Julián nunca fue muy sociable, pero antes al menos salía a trabajar a la empresa familiar. Todo cambió cuando sus padres decidieron mudarse a España y le dejaron el control remoto de la casa y de su vida. Ahora, trabaja desde el estudio —si es que se puede llamar trabajo a revisar correos y dar órdenes por Zoom— y rara vez cruza la puerta principal. Yo, en cambio, siento que me estoy marchitando.

—¿No quieres ir al mercado conmigo? —le pregunté una tarde, buscando cualquier excusa para salir juntos.

—¿Para qué? Mejor pide por app —me contestó sin mirarme.

A veces siento que soy invisible. Camino por la casa y escucho mis propios pasos rebotando en las paredes. Mi mamá me llama todos los días desde Arequipa y siempre me pregunta lo mismo: “¿Y Julián? ¿No sale nunca?” Yo le miento. Le digo que está ocupado, que tiene reuniones importantes. No quiero preocuparla ni darle razones para decir “te lo advertí”.

La verdad es que estoy agotada. No sólo físicamente, sino emocionalmente. Julián y yo compartimos cada minuto del día en el mismo espacio, pero estamos más lejos que nunca. Cuando intento hablarle de mis proyectos —quiero abrir una pequeña cafetería en Miraflores— él sólo sonríe condescendiente:

—¿Para qué te vas a complicar? Aquí tienes todo lo que necesitas.

Pero no tengo lo que necesito. Necesito aire, amigos, conversaciones reales. Necesito sentirme útil, viva. A veces me encierro en el baño sólo para llorar sin que él me escuche. Otras veces salgo al jardín y me quedo mirando los pájaros, preguntándome cómo sería volar lejos de aquí.

Una noche, después de cenar en silencio frente al televisor, exploté:

—¿No te das cuenta de que esto no es vida? ¡No podemos seguir así!

Julián me miró como si yo fuera una extraña:

—¿Qué te falta? ¿No tienes casa, comida, seguridad? Hay gente allá afuera que daría lo que fuera por vivir como nosotros.

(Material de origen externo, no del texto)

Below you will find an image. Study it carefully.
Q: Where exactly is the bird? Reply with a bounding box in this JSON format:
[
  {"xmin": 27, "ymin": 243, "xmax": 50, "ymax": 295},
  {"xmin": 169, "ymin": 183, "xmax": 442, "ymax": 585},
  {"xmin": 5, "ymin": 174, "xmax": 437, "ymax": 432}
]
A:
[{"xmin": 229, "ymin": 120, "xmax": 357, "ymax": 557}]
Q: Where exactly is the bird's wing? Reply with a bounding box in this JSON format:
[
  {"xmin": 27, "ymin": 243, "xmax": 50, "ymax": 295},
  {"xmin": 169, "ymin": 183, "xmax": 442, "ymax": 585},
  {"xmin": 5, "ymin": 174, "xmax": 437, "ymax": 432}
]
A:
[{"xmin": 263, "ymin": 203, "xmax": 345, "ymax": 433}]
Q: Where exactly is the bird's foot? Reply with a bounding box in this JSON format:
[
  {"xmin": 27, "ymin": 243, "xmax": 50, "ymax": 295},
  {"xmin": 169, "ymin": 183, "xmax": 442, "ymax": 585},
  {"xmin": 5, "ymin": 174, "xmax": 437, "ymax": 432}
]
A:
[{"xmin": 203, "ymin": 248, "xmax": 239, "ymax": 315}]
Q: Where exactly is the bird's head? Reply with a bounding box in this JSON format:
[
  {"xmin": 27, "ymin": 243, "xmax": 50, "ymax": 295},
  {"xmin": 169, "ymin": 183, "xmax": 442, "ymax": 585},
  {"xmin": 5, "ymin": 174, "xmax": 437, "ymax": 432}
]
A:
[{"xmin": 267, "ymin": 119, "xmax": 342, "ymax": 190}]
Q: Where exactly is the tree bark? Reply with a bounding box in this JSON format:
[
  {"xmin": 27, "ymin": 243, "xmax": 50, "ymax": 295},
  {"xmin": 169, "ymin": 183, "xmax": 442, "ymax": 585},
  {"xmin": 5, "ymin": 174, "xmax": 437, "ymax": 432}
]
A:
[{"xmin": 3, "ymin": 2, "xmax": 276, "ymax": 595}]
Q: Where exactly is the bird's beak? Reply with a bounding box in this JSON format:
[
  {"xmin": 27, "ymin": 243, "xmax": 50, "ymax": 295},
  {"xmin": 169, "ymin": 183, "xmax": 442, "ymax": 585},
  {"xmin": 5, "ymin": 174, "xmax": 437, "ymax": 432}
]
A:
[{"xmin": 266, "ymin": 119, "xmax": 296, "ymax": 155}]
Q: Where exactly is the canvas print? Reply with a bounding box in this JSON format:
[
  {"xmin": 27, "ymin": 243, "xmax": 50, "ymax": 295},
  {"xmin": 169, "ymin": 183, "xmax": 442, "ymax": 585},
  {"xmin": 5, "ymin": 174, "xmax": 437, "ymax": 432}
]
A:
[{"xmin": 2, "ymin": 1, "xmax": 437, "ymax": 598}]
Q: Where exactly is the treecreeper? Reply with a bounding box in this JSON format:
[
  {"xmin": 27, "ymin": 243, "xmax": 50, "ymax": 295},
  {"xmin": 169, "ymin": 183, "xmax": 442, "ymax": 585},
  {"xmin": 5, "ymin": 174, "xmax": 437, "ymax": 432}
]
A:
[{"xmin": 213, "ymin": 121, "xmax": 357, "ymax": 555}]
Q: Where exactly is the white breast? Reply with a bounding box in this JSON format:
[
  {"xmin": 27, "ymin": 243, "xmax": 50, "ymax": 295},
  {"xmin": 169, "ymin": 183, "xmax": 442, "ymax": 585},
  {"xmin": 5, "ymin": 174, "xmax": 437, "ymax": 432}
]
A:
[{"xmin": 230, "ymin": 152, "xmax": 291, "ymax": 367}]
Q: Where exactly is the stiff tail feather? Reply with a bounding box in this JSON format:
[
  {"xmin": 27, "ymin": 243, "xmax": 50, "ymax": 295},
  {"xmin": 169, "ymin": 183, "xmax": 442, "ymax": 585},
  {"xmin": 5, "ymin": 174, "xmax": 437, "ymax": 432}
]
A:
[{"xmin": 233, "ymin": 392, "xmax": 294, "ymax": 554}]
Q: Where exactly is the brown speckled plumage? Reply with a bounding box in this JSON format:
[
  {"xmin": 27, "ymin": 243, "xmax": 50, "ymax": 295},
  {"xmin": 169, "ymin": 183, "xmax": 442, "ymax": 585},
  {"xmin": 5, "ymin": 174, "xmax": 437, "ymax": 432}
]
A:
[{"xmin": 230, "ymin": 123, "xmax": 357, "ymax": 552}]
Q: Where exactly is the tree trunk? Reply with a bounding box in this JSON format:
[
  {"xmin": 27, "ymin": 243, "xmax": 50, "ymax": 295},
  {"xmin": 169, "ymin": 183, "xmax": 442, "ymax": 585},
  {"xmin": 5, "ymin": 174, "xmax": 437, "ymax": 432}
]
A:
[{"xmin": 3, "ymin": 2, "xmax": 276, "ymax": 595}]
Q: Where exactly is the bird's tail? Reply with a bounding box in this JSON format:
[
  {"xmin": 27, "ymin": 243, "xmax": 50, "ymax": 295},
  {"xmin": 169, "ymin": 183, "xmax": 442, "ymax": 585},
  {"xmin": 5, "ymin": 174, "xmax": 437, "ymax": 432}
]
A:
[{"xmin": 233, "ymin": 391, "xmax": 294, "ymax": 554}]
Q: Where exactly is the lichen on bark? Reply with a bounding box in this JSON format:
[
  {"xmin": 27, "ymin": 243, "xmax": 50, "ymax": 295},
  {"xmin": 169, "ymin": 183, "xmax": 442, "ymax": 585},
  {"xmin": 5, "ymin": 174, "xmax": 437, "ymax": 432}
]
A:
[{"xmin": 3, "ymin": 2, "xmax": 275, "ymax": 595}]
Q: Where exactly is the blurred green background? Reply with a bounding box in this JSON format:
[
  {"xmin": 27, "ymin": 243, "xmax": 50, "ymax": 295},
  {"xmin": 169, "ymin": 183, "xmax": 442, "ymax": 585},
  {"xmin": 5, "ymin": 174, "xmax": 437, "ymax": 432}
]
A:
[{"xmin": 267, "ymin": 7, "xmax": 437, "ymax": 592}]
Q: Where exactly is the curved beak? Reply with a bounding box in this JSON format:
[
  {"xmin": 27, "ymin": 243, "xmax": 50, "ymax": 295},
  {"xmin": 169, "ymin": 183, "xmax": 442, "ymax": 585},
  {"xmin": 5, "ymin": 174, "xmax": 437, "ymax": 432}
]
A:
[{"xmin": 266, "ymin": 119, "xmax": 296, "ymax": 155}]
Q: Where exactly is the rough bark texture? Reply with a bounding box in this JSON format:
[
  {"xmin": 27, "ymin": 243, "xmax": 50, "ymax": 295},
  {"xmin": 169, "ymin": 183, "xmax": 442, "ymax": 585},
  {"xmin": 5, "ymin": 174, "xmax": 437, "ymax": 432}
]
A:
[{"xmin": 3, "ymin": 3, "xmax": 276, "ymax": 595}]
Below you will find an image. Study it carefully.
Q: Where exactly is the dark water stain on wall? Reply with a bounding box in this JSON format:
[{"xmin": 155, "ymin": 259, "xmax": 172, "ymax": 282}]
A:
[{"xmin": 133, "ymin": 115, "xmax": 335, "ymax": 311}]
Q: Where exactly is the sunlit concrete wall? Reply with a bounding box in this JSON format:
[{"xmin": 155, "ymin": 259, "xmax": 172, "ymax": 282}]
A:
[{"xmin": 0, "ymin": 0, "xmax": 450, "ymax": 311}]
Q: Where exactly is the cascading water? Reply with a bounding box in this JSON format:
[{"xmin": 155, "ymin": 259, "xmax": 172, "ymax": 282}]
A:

—¡Pero yo no soy “gente allá afuera”! ¡Soy tu esposa! —grité, sintiendo cómo se me quebraba la voz.

Él se levantó y se encerró en el estudio. Yo me quedé sola en el comedor, escuchando el eco de mi propio llanto.

Esa noche dormí en el cuarto de invitados. No podía soportar su indiferencia ni un minuto más. Me sentí culpable por desear otra vida cuando tenía todo lo que muchos sueñan. Pero ¿de qué sirve tenerlo todo si te sientes sola?

Al día siguiente, decidí salir sola. Caminé hasta el malecón y respiré el aire salado del Pacífico. Vi parejas riendo, niños jugando fútbol en la vereda, señoras vendiendo emoliente en la esquina. Sentí una punzada de envidia por esas vidas sencillas pero llenas de movimiento y calor humano.

Cuando volví a casa, Julián ni siquiera notó mi ausencia. Seguía pegado a la pantalla, como si nada hubiera pasado. Esa indiferencia me dolió más que cualquier pelea.

Empecé a buscar excusas para salir todos los días: clases de yoga, voluntariado en un comedor popular, visitas a mi hermana en Surco. Cada vez que volvía, Julián estaba exactamente igual: sentado en el mismo sillón, con la misma expresión vacía.

Una tarde, mientras regaba las plantas del jardín, mi vecina Lucía se acercó a saludarme.

—Te ves cansada, Mariana —me dijo con sinceridad—. ¿Todo bien en casa?

No pude evitarlo: rompí a llorar frente a ella. Le conté todo: la soledad, la rutina, el peso invisible de vivir con alguien que no quiere salir al mundo.

—No eres la única —me confesó Lucía—. Mi cuñado es igual desde que perdió el trabajo. Se encierra y no quiere ver a nadie. Es difícil… pero tienes derecho a buscar tu felicidad.

Sus palabras me dieron valor. Empecé a pensar seriamente en abrir mi cafetería, aunque Julián no estuviera de acuerdo. Hablé con mi hermana y juntas buscamos un local pequeño cerca del parque Kennedy. Me sentí viva otra vez: haciendo planes, soñando despierta.

Cuando le conté a Julián mi decisión, él se molestó:

—¿Y si algo sale mal? ¿Para qué arriesgarte?

—Prefiero fracasar intentando ser feliz que seguir muriendo lentamente aquí adentro —le respondí con firmeza.

No sé qué pasará con nuestro matrimonio. A veces pienso que el amor no basta cuando uno se niega a cambiar o a escuchar al otro. Pero sé que merezco algo mejor que esta jaula de oro.

Ahora les pregunto: ¿cuántas veces hemos confundido comodidad con felicidad? ¿Vale la pena sacrificar nuestros sueños por miedo a incomodar al otro?